There are plenty of sites already out there listing all the many bugs or "features" that IE 8 has brought to the table but so far the two main ones I have come across are:
Problems when FirebugLite is also running in IE 8.
I was getting a "Function Expected" error on line 1499 in the IsArray function. As a workaround I added the following line as the first line in the function e.g
IsArray:function(_object){
if(!_object) return false;
This prevents the error but the Firebug-lite console does not display correctly in IE 8 when the document mode is also IE 8. To get round this I set the document mode to IE 7 and then it works fine.
Remember IE 8 now has a console in the developer tools options for outputting custom debug messages plus its now got a great debugger tool with all the same features as Firebug so Firebug-Lite isn't really needed anymore. However it should still be possible to run the two side by side.
Issue with clip and rect function
I also found an "invalid argument" error when setting the clip properties using the rect function. The code was for a scroller and the original version that raised the error was:
this.canvas.style.clip = "rect(0 " + this.canvasWidth + " " + this.canvasHeight + " 0)";
The fix was to add "px" after the dimension values and separate the values with commas e.g
this.canvas.style.clip = "rect(0px, " + parseInt(this.canvasWidth) + "px, " + parseInt(this.canvasHeight) + "px, 0px)";
I have come across a few errors such as "null is null or not an object" (you don't say!) which have been simple fixes and have just required testing the values correctly before using them.
I am sure there are hundreds more errors and that many many hours will be devoted to fixing them all in a similar manner to the last 2 major releases of IE. However overall I am very happy that they seem to have caught up with Firefox and the others and have implemented a pretty decent developer tools section including a great debugger that actually gives you a useful error message for once.
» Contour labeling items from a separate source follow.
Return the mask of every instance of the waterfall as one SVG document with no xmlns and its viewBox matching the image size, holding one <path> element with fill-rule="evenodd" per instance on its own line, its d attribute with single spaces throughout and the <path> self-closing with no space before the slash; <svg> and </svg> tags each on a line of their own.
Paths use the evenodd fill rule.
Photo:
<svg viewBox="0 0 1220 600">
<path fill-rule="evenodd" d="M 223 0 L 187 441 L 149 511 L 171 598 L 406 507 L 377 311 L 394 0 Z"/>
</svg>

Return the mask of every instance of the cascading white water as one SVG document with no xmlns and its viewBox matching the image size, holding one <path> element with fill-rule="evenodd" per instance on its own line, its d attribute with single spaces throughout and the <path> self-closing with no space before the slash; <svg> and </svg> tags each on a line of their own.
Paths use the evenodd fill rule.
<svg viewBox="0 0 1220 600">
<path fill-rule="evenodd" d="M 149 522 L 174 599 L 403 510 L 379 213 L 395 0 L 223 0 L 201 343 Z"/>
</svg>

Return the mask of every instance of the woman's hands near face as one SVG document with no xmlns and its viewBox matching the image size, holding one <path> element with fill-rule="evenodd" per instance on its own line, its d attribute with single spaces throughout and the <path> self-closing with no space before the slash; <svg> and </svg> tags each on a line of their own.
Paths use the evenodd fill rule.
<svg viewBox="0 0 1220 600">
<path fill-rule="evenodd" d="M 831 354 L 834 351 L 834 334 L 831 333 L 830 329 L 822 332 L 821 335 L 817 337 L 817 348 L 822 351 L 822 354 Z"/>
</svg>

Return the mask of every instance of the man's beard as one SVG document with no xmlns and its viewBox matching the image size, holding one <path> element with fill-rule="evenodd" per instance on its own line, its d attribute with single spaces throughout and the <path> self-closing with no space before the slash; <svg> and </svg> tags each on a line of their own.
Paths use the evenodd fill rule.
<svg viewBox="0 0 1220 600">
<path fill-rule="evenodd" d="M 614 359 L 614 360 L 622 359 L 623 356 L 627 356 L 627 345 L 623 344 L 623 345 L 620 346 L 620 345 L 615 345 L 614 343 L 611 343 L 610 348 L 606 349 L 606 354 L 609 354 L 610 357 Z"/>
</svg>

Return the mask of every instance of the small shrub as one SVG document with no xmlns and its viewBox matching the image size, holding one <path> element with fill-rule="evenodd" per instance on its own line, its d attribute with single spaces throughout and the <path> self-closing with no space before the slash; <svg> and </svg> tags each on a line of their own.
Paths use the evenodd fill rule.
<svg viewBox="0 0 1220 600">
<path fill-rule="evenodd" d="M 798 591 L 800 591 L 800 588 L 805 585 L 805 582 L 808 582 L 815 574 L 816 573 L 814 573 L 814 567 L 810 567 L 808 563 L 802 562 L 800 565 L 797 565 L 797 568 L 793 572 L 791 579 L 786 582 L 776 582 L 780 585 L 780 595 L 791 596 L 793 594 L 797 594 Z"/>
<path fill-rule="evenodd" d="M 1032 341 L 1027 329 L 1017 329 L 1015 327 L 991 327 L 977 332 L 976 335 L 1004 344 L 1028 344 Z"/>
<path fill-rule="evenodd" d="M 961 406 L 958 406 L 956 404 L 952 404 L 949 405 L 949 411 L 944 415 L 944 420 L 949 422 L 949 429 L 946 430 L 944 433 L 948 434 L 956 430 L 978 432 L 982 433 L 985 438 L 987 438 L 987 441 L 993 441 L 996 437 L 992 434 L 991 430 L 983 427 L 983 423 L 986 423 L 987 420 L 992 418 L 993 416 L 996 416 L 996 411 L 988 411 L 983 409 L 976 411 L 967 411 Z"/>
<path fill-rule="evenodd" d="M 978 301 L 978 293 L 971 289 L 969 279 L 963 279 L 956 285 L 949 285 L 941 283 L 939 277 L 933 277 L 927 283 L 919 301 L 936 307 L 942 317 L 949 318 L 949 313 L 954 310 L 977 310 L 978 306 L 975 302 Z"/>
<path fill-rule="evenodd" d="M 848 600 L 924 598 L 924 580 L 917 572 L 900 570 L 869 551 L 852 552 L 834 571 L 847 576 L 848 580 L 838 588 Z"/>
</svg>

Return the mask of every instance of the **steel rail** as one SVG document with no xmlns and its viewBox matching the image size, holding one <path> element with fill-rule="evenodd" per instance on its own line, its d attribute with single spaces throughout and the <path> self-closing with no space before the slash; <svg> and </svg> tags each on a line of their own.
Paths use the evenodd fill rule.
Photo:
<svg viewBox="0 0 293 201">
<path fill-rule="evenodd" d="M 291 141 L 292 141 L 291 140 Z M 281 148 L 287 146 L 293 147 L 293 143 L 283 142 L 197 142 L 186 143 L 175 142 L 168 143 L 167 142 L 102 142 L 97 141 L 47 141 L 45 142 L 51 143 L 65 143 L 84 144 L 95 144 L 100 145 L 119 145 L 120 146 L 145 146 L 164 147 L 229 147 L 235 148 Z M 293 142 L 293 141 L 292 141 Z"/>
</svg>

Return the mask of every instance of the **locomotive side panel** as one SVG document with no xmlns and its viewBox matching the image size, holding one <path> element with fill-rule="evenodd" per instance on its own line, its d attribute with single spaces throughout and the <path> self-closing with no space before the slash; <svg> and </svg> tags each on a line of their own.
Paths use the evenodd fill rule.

Plus I like the fact that the GUI hasn't changed very much in the way that IE 6 to IE 7 did and I do like the little touches like the accelerators.
However its a shame that with such a major release they couldn't have gone the whole hog and sorted their Javascript engine out to make that standards compliant as well as the CSS. Apparently they have rewritten the whole JS engine so now was as good a time as any to bite the bullet and do it and they would have made the whole web development community very happy if they had done so. Even with the rewrite their event model is still pretty shoddy and even if they wanted to keep with their intermediary event model (attachEvent, removeEvent, returnValue, srcElement etc) then they could have fixed those annoying little issues that people have spent thousands of development hours resolving such as the this keyword referring to the window and not the object in question and attaching event listeners in order rather than randomly.
It seems pretty likely that more and more companies will get to the point where developing for IE becomes too much work and stop supporting it. Market share of Firefox, Chrome, Safari and Opera are increasing all the time so it may not be that long until you find a lot of sites just redirecting to a Mozilla download page when you access their site in IE. If that does happen then it might be a shame to some people but Microsoft will only have themselves to blame and may find that they have missed a great opportunity with this release to prevent that from occurring.